The bed you have at nearly a 7 ft average on both sides will yield 49 sq ft, multiply that by 40 lbs/sq ft and it will carry 1960 lbs. a little overkill but ok. So the live load using the AWC calculator at 7 lbs dead load and 30 lbs live load at 16 inch centers you can use 2X6's and still carry a 10+ span with SPF or 8+ with D Fir, plenty strong.... The same calculator gives a recommendation for the bearing ends of .30 or so of an inch, Don't be fooled on what an inch of bearing can do. I would expect if you mortise the ends in and secure it with a screws (gauge your screw length properly for end grain) It will do all you expect.
The matter at hand is the headers at either end, I had supposed the side boards etc., were to be fixed permanently to keep the occupants safe, therefore I was going to use that as part of the structure too to keep the bulk of everything down. If they are to be hinged or drop down then the header will need to work on its own, I would suggest using a 2X8 for the perimeter, mortise and tenoned for shear strength and use a captured nut with bolt to draw the joints together. That with the face of the 2X8 against the faces of the legs will give a lot of lateral resistance. For your own investigation, and practice on making this critical connection, make a sample joint and put it to the test.

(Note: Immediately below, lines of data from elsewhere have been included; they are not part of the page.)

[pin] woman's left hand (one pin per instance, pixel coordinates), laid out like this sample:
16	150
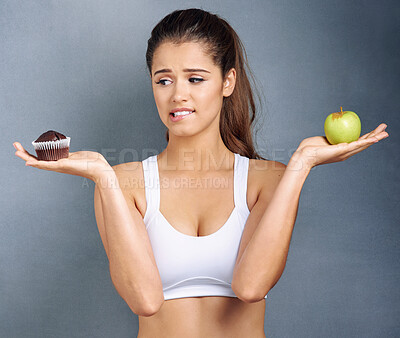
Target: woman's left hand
317	150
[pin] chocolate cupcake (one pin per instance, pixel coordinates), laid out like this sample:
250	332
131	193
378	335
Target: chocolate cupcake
51	146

I have used this type of connector to hold a 7 ft wide 4 ft tall gate out of 2 inch thick solid mahogany using standard bolts and site made washers to fit the slot for the nut- Four 1/2 inch bolts were used for this, still hanging after eight years outside
Just as a mention, and you may know this already, the AWC calculator is for home building, quite the different animal than furniture making.
Reread your comment and missed a point, if the mortices were not all the way through and the bottom of the mortice was 2 inches plus above the bottom of the header with no knots or curly grain, it will not weaken the header enough to cause concern. Give a look at some of the beds at places like Ikea or Crate and Barrel, or something like that....
Best Answer
Since you are doing sturdy x-bracing under the bed itself, and two adjacent sides are cross braced as well, you have three braced frames in three planes, and none of the frames are overly long and skinny, there is adequate bracing for the entire structure. If you can in any way anchor the structure to the walls as well for additional rigidity, you will be better off.
Even if you can't, as long as the frames are truly rigid and do not rack in the least, you will be fine. The one unbraced post is a bit of a problem unless anchored at the base because it can move if bumped against. If bumped hard enough, you could lose the vertical support at that corner. Thus the connection of this post must be as rigid as possible at the top connection to the bed frame. It's essentially like a table leg, a loose one is nearly useless.